‘Later he proved of great use. He could handle the boat. After we rowed away from the ship, we learned that he was in the boat and asked him if we hurt him when we walked over him. He said, “No, still living.” The boat had but one sailor in it and this man came in very useful in helping us work the boat. He did good work … Two men floated by us. Both of them had life preservers. One of them drooped low in the water.
He did not call. The other called to us: “Take me on.” It was almost an impossibility to do anything. Our boat barely floated. “Goodbye,” the man in the water called. Then his head went down a little later. He disappeared out of sight. That was the case with many others. It was [a] terrible sight to witness. It cannot be forgotten. The sight of men in the sea was awful.’
From the lifeboat, Nora saw the Titanic go down. ‘The ship seemed to go down forward and raise to an awful height, all at once. There was a roar and a deafening sound. The cries and moans of those passengers and crew in the water were awful. Very soon there was nothing seen or heard. The ship went down about 100 yards from where our boat was. Bodies drifted past us. Pieces of the wreck were around.
‘And that band played, I don’t know how the men did it, while we were getting on the boats. It played when we drifted away. Men jumped into the sea but the band played.
Some of them must have stood in water that was then over that part of the deck while they played, for we were on nearly the same level with the deck then.

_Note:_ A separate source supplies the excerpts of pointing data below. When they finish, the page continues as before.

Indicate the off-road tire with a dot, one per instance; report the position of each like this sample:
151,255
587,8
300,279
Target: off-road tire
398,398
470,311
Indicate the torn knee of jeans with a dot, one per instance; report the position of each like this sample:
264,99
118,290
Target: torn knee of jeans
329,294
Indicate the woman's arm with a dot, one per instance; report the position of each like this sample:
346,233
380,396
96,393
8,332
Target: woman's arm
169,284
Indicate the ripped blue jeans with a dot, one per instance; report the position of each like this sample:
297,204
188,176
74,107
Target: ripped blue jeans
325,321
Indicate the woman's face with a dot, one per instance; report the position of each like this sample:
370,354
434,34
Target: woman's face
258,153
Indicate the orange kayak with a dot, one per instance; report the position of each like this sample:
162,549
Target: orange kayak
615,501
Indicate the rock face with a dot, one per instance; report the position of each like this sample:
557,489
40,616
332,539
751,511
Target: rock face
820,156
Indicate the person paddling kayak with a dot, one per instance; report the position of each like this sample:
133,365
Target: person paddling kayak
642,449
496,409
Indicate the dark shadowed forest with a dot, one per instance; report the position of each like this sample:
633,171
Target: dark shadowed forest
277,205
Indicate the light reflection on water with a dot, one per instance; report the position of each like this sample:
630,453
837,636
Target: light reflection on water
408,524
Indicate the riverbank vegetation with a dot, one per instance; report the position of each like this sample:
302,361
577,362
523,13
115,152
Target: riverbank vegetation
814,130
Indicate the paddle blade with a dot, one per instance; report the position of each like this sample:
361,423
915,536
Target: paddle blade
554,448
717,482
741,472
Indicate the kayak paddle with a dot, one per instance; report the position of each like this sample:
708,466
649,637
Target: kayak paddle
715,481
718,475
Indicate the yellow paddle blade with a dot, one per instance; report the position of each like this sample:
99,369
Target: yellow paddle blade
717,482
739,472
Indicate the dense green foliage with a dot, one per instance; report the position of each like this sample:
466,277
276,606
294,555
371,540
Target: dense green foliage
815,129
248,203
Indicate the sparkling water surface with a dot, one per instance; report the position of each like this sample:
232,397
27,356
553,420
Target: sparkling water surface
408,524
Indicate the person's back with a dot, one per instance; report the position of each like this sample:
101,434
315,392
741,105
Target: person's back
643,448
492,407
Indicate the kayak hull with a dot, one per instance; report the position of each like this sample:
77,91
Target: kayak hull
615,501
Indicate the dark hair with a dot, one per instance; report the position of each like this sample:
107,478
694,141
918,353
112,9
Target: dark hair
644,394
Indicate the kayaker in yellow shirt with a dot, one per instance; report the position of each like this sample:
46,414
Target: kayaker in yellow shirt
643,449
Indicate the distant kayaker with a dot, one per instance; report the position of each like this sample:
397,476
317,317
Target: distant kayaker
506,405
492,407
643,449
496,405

‘They played Nearer My God to Thee till the ship rose and they went out of sight. They must have been playing when it went down,’ said Nora. Nora and the 704 other survivors were picked up by the Carpathia about daybreak. And it was The Patriot which told her brothers in Harrisburg that she was safe, having previously reported their anxiety about her. At 9.15 a.m. on 18 April, the Carpathia docked in New York where Nora was met by her brothers, Dennis, William, Patrick and John Keane.
Nora then returned to Harrisburg where she had made her home with another brother, Michael, who had a hotel there.
(The Patriot, 20 April 1912)
The same newspaper the day before quoted Nora, in an account dictated to her brother Dennis, as saying that ‘some shots were fired on the ship. People said men had been shot. I don’t know who they were … it is so awful I cannot think of all that happened.’
Nora, who discreetly carved eleven years off her age when signing aboard the Titanic, had been born in 1866 to John Keane (1819–1885) and his wife Nora Fee (d. 1916) of Gardenhill, Castleconnell, Limerick. Nora later bought and managed a pub in Harrisburg, using money she received from an inheritance. The American Red Cross assisted her to the tune of $100.
Nora told her family back in Ireland little about the disaster. She said the other women in her cabin were woken up by stewards and told to leave the ship immediately. She was in the lifeboat all night, dressed only in her nightgown – sans corset of course – and strictly enjoined her nephews and nieces in later life: ‘When they tell you to get off the boat, do what they say!’
She eventually returned to Ireland and died on 20 December 1944, at the County Infirmary in Limerick, aged 78. The cause of death was complications from a broken leg.